Chapter Fifteen: Bet You Can’t Guess Where Rain Is

Rain liked Hadal. She was not imploding with existential dread like the land creatures Rain had encountered. She was not sad, or lost. Well, not lost in the metaphorical way, at least. She was literally lost. But so was Rain, so he didn’t count it. 

They had been swimming together for some time, now. Rain had lost track of the days. He wasn’t sure days were the same under the sea, anyway. And that’s where they were, most of the time. They surfaced every now and then, and Rain could paddle around. But most of the time was spent traveling underwater. Which meant that Hadal had been holding Rain’s hand for the better part of the journey. He had trouble staying on her level—he had a tendency of either sinking or floating—and she had no patience for it. She just held his hand and pulled him along.

“When it’s good, it’s good,” Hadal went on. She gestured as she spoke. With both hands. More specifically, with the hand that held Rain’s. This tendency of her’s had an interesting affect on his sense of balance. “But when it’s bad, it’s everything. You know what I mean?”

Rain shook his head. He didn’t know what she meant. He had no experience with art or art studios, for starters. He had never had his art rejected from an art studio. He had certainly never had it rejected from twenty-three different studios. He knew nothing of the tension between hating himself for wanting an audience and needing an audience so that he could pay rent on time. 

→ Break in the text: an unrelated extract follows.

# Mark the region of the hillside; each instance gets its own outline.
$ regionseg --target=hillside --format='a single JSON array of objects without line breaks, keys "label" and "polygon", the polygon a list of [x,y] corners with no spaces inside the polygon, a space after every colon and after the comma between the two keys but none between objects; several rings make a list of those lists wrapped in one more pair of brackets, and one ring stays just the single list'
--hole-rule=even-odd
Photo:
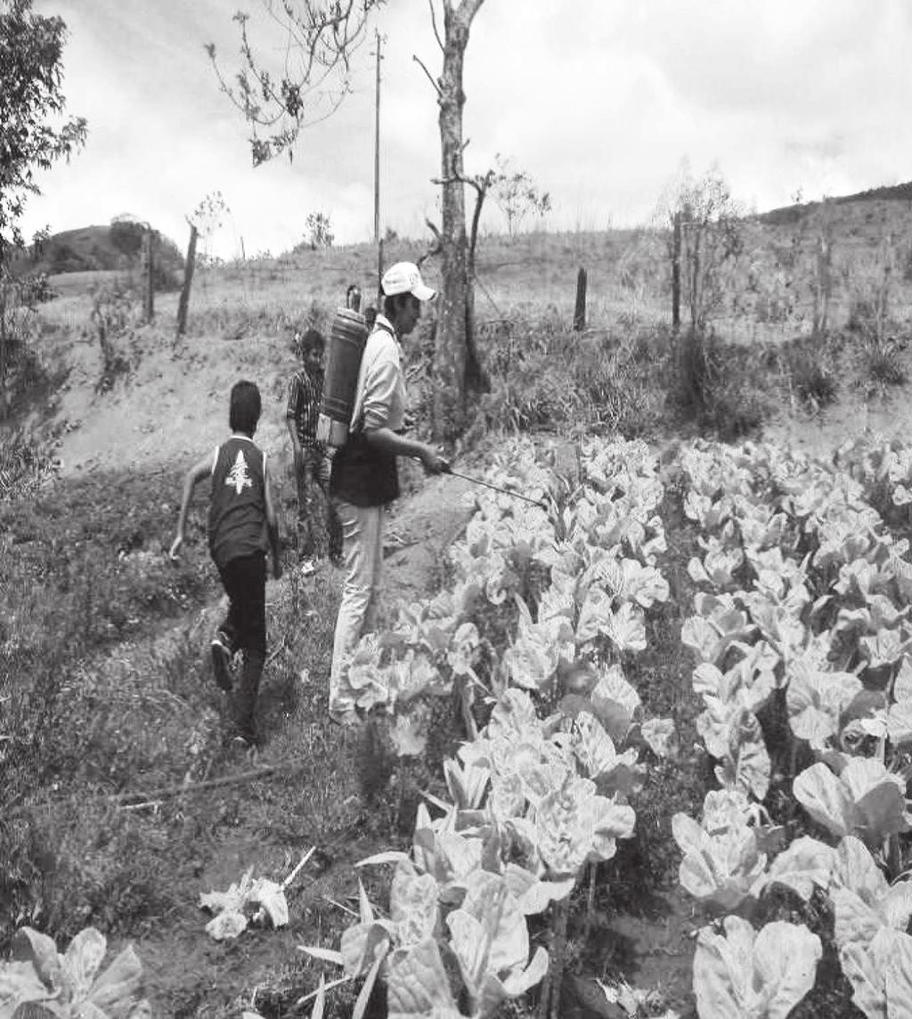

“It’s like,” Hadal paused, searching for the words, “it’s like, when it’s good, it’s flowing. It’s just flowing in and out of your body, and you’re shaping it, and putting it into the world. And you don’t think about it, and you feel balanced, and you’re living the other parts of your life too. But when it’s not good, it’s all you can think about. It’s waking up in the morning feeling like crap. It’s hanging out with your friends, unable to think about anything other than your failure. Their success. How they just talk and talk, and don’t see you at all. How they just don’t get it. It’s trying to figure out what to make for dinner and giving up, halfway through, because you’re too tired to make a simple decision. When it’s good, you don’t think about it being good. But when it’s bad… well, it’s everything.” She nodded to herself, content with her words. Rain nodded along as well, mostly because he didn’t want her to feel like she was an inadequate orator. Though, he supposed he did understand the feeling of what she was saying. Not the rejection part, per se. But this one time Tall Mother and Short Mother had disappeared for a little while, and he hadn’t been able to do anything other than look for them.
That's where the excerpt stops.